In recent years, zebrafish (Danio rerio) have risen in popularity as useful predictive model organisms in several research fields. These tropical freshwater minnows share about 70% of their genes with humans, so studies devoted to mapping critical pathways and characterizing phenotypes in zebrafish should yield information and insights that advance the understanding and treatment of human disorders and diseases such as diabetes, heart disease, and cancer.
Compared to traditional rodent model organisms, zebrafish offer several research advantages. Their minimal environmental requirements, high offspring rates, and shoaling behaviors make zebrafish easier and less expensive to maintain than mammalian models, while the small size of zebrafish embryos enables use of multiwell plates and in vivo high-throughput, high-content screening with minimal amounts of reagents and drug compounds. It is relatively easy to introduce genetic changes to zebrafish populations, as they absorb chemical mutagens into their systems through the surrounding aquatic habitat, whereas mammalian models require individual, labor-intensive topical, oral, or intravenous administration methods. Zebrafish embryos develop externally without the need for stress-inducing invasive techniques or maternal sacrifice, and also develop rapidly such that organogenesis is completed within 48 hours postfertilization, reducing overall project time.
Perhaps the most unique and significant advantage of the zebrafish model is the optical transparency of embryos and larvae, which makes it possible to directly monitor natural development and processes, or the influence of a genetic manipulation or compound treatment, in cells, tissues, and whole organisms using noninvasive imaging techniques.
Automated quantitative zebrafish imaging
The Lionheart™ FX Automated Microscope is a digital widefield microscope that is suitable for both endpoint and kinetic imaging of zebrafish embryos in microplates. Wide assay flexibility is enabled through brightfield, color brightfield, phase contrast, and fluorescence imaging channels; environmental controls in the imaging chamber ensure optimal conditions for long-term kinetic imaging. Integrated Gen5™ Microplate Reader and Imager Software controls the automated image capture, processing, and analysis, including dual masking, object-based spot counting, graphic annotation, and video production. Here, we demonstrate the quantitative image analysis capabilities the Lionheart FX provides when it is used to assess drug-induced phenotype changes to zebrafish embryos.

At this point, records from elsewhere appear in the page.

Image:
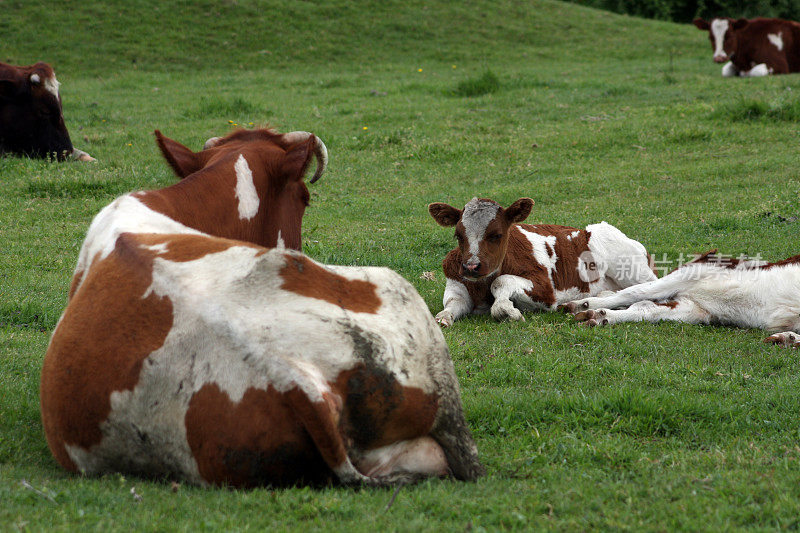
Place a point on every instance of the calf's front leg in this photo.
(457, 303)
(508, 290)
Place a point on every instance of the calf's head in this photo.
(482, 230)
(724, 36)
(248, 185)
(31, 120)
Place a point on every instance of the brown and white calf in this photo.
(31, 120)
(506, 267)
(754, 47)
(710, 290)
(188, 349)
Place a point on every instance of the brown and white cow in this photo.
(506, 267)
(31, 120)
(190, 350)
(710, 290)
(754, 47)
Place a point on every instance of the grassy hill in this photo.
(596, 116)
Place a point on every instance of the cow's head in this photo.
(482, 230)
(723, 34)
(256, 180)
(31, 121)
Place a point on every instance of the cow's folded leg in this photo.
(507, 290)
(80, 155)
(320, 419)
(680, 310)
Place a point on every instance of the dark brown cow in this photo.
(31, 121)
(755, 47)
(189, 350)
(503, 266)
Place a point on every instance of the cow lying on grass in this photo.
(755, 47)
(710, 290)
(190, 350)
(31, 121)
(506, 267)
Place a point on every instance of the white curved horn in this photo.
(212, 142)
(320, 150)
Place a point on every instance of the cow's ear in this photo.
(444, 215)
(519, 210)
(182, 160)
(9, 87)
(297, 158)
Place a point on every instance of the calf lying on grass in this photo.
(710, 290)
(506, 267)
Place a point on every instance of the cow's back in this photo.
(775, 42)
(177, 355)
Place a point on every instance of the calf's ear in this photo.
(182, 160)
(519, 210)
(443, 214)
(9, 87)
(297, 158)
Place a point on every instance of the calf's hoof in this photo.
(507, 312)
(445, 319)
(568, 307)
(786, 338)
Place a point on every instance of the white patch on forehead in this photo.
(776, 39)
(477, 215)
(718, 29)
(245, 190)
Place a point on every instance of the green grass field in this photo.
(596, 116)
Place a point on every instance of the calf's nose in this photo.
(470, 267)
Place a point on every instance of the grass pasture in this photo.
(594, 115)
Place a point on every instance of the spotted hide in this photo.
(753, 47)
(31, 120)
(506, 267)
(710, 290)
(189, 350)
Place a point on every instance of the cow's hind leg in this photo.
(681, 310)
(729, 70)
(756, 72)
(787, 338)
(666, 288)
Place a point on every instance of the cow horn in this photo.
(211, 143)
(320, 150)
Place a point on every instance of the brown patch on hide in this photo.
(257, 441)
(304, 277)
(106, 333)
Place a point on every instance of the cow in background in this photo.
(712, 289)
(755, 47)
(504, 267)
(31, 120)
(189, 349)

As zebrafish embryos develop, the blood vessel pattern of their circulatory system is highly characteristic and easily visualized microscopically. This makes zebrafish a good primary screen for compounds that impact angiogenesis, or the formation of new blood vessels, in other vertebrates, including humans. Factors that promote or inhibit angiogenesis could impact research areas ranging from heart disease to tissue regeneration and cancer biology. Vascular endothelial growth factor (VEGF) regulates angiogenesis and is expressed in the vicinity of sprouting vessels, while its tyrosine kinase receptor, VEGFR2 (also known as kdrl) is expressed in endothelial cells.

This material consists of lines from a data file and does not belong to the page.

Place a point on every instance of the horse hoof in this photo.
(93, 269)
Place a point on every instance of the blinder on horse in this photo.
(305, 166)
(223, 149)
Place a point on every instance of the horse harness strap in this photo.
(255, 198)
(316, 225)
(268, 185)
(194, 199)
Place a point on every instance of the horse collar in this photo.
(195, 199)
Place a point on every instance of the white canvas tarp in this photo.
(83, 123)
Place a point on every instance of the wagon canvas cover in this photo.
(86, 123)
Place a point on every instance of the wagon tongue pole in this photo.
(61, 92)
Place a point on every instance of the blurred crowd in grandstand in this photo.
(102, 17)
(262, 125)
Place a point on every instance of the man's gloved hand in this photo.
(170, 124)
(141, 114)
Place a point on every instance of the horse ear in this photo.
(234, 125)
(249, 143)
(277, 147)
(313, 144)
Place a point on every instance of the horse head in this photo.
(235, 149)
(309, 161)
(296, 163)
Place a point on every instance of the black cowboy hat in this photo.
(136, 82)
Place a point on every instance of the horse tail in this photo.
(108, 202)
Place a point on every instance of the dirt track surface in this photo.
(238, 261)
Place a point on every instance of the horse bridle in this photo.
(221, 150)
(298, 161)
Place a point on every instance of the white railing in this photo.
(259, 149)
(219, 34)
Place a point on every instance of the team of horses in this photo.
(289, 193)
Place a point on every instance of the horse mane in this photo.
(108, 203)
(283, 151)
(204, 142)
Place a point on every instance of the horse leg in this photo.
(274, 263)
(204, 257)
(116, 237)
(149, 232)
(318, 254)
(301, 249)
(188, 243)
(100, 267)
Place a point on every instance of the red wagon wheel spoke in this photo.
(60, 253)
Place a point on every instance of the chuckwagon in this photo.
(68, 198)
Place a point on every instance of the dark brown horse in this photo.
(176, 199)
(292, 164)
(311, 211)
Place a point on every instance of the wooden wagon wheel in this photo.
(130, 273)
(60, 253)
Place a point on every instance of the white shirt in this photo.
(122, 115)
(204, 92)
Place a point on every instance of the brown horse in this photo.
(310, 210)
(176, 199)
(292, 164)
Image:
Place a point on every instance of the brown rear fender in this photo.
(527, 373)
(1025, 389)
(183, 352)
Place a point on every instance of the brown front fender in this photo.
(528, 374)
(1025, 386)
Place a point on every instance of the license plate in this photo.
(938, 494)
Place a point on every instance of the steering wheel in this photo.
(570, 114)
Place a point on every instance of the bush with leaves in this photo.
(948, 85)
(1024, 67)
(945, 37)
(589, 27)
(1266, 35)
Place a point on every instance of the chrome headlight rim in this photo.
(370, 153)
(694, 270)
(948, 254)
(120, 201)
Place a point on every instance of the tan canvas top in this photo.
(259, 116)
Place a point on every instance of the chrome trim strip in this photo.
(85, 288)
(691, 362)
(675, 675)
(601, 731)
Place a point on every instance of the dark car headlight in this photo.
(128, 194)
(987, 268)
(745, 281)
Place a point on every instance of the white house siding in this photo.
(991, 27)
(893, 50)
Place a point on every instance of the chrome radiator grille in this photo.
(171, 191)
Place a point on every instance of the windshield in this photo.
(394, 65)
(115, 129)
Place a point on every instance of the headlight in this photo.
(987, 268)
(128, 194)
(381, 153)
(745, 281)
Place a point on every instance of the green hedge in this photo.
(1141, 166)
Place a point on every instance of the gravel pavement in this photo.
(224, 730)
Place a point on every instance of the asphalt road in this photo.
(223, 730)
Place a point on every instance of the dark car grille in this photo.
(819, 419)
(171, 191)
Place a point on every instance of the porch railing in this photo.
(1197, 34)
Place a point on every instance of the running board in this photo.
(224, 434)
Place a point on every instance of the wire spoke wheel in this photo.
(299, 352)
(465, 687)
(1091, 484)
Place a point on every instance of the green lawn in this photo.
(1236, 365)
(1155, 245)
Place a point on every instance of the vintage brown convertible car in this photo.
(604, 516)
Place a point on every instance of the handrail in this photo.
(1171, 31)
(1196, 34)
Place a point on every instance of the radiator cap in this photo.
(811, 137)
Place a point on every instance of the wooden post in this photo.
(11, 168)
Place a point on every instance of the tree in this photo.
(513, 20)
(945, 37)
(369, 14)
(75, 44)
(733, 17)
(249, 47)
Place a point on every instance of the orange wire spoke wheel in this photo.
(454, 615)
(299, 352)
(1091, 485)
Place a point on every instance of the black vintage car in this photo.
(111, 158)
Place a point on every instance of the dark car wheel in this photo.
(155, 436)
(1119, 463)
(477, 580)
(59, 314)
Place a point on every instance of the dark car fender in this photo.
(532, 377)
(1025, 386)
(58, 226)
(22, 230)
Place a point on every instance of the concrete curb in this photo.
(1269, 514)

In this example, transgenic Tg(kdrl:mcherry) zebrafish embryos expressing red fluorescence in blood vessels are used to analyze vascular development over 24 hours of treatment with the VEGF inhibitor SU5416. A beacon is used to identify the zebrafish embryo region of interest (Figure 1), and time-lapse fluorescence images of control and treated embryos are automatically captured using the Lionheart FX. The integrated software’s masking function is used to precisely determine vasculature area changes over time in postprocessed images, demonstrating that zebrafish embryo vascular growth is repressed by the inhibitor in a dose- dependent manner (Figure 2).
Zebrafish embryos possess the ability to regenerate tissue in response to injury. In one of the many overlapping mechanisms that occur in response to a wound, neutrophils appear to protect the site from foreign invaders. Characterizing this and other underlying wound healing actions in zebrafish can translate into accelerated tissue repair and disease treatments in humans and other vertebrates.
Here, we use transgenic zebrafish embryos to monitor wound healing over time following transection of the caudal fin, which consists of two epithelial layers. The embryos are treated with a microtubule-destabilizing compound, nocodazole, prior to and after wound creation to demonstrate its effect on neutrophils. At various stages over three days, the whole zebrafish embryos are fixed, permeabilized, incubated with primary antibody and fluorescently labeled secondary antibody, and mounted for imaging. The Gen5 software is used in the Lionheart FX, and a beacon is placed around the caudal tail region prior to brightfield and fluorescent imaging. After imaging and postimaging processing, object masks are automatically placed around the tail and notochord to determine regeneration length and to count immune cells at the various timepoints (Figure 3). Using this data, we determine that zebrafish embryos regenerate almost completely by the third day, postwounding.
In summary, zebrafish demonstrate great utility in yielding insights that can benefit other vertebrate species, including humans, with less expense and simpler workflows compared to traditional mammalian models. When coupled with automated digital imaging and quantitative image analysis using the Lionheart FX, the zebrafish provides a compelling whole-organism model of high physiological relevance for drug discovery applications.